Alors qu'il regardait ailleurs, elle lui piqua une frite, puis une autre avant que, d'un geste, rapide, l'écrivain ne lui attrape le poignet, la prenant en flagrant délit. Son air triomphant la fit tout de même sourire mais elle n'était pas fière.

- Je vous avais dis de prendre de grandes frites au lieu des petites, lui rappela-t-il en lui lâchant le poignet.

Il sourit en l'entendant marmonner. Elle fit la surprise en montrant quelque chose du doigt, bien sûr, Castle tomba dans le panneau et Beckett en profita pour prendre d'autres frites.

- Hé !

Elle pouffa en ayant la bouche pleine. L'image d'Emma faisant la même quelques minutes plus tôt s'imposa dans l'esprit de l'écrivain. Son sourire devint énorme.

Quand on parle du loup… On voit les couettes.

Une petite tête brune, aux joues rouges vermillon, vint se rafraichir d'une gorgée de Coca. Les couettes de travers, elle était encore plus adorable. Castle regard discrètement l'heure à sa montre et prévint la fillette qu'il était temps de partir. Elle acquiesça et déclara qu'elle disait au revoir à ses amies. Castle la regarda faire, surprit.

- Quoi ? demanda Beckett.

- Et bien, quand Alexis avait son âge, j'étais obligé d'aller la chercher dans les jeux pour qu'on puisse partir.

Beckett pouffa de rire en imaginant l'écrivain dans ce genre de situation.

La fillette revint quelques instants plus tard, finit son sodas et ramena son plateau jusqu'à la poubelle.

oOoOoOoOo

- Tu veux faire un truc marrant ? demanda Castle à la fillette.

Elle hocha la tête avec un grand sourire. Il lui demanda son ballon et elle le lui donna, sous les yeux interrogateurs de Beckett. Il enleva le nœud du ballon, une fois fait, il le porta à sa bouche et inspira l'air qu'il y avait à l'intérieur. Il l'avala et avec un grand sourire parla avec une drôle de voix. La fillette éclata de rire et Beckett, bien que surprise, sourit de toutes ses dents.

- A moi, à moi ! fit Emma.

- Alors, prend l'extrémité dans ta bouche, voilà. Après, tu inspires l'air qu'il y a à l'intérieur puis l'avale la. Maintenant parle.

- Bonjour, fit-elle la voix complètement déformée.

Ils éclatèrent de rire tout les trois. La fillette tendit le ballon à Beckett. Elle n'osait pas trop le faire mais si ça faisait rire la petite, pourquoi pas. Elle fit exactement pareil et elle parla avec une voix extrêmement aigue. Ils furent tous surpris un instant puis le rire l'emporta rapidement.

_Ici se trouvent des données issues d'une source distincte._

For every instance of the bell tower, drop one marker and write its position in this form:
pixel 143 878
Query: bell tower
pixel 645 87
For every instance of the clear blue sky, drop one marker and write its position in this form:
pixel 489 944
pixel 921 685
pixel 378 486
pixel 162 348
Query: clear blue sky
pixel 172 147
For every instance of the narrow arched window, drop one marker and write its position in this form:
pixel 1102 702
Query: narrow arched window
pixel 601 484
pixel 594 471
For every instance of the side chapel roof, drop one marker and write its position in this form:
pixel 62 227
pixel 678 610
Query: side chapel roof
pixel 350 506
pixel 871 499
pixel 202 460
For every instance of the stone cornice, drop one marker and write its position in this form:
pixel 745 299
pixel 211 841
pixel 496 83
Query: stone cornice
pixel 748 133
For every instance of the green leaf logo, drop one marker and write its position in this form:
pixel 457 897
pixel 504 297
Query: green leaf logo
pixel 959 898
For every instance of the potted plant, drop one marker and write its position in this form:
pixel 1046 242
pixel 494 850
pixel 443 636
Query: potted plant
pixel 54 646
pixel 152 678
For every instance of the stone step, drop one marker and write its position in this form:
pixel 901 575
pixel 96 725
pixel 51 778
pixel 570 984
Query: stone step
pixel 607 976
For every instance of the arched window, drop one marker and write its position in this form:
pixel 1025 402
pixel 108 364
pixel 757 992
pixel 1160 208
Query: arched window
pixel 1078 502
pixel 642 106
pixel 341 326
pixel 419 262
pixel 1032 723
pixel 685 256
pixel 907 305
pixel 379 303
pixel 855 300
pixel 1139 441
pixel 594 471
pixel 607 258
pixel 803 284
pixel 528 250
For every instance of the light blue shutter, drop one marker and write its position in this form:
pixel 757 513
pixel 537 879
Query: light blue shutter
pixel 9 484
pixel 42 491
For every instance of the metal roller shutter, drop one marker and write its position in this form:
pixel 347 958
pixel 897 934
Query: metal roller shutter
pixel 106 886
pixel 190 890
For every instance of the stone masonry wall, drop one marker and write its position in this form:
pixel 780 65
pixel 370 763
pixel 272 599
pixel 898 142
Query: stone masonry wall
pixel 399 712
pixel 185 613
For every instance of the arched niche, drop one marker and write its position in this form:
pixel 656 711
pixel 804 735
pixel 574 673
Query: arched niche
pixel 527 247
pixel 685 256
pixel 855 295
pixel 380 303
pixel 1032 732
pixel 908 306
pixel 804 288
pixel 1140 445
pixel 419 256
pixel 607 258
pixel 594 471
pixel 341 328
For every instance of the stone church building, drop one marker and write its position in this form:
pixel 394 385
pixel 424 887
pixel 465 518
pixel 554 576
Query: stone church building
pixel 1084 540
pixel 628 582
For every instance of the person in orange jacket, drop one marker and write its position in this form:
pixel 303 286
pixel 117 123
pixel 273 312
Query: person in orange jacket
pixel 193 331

Beckett sentit les doigts de Castle se glisser dans sa main, elle se tendit mais avant qu'elle ne dise ou fasse quoi que ce soit, l'écrivain s'élançait déjà vers la voiture, les clés en main, annonçant un fier « C'est moi qui conduit ». Beckett secoua la tête d'amusement bien qu'un peu déçu.

La fillette ne disait plus rien, elle regarda attentivement le lieutenant.

- Quoi ? demanda Beckett en sentant le regard d'Emma sur elle.

Elle regarda Castle faire de grand signe près de la voiture, tel un gamin arrivé le premier. Elle sourit malgré tout. La fillette qui n'avait pas répondu, se rapprocha de Beckett, le regard brillant dans la nuit. Elle attrapa sa main, une lueur de détermination au fond des yeux.

- Tu l'aimes ? lui demanda-t-elle au bout d'un moment.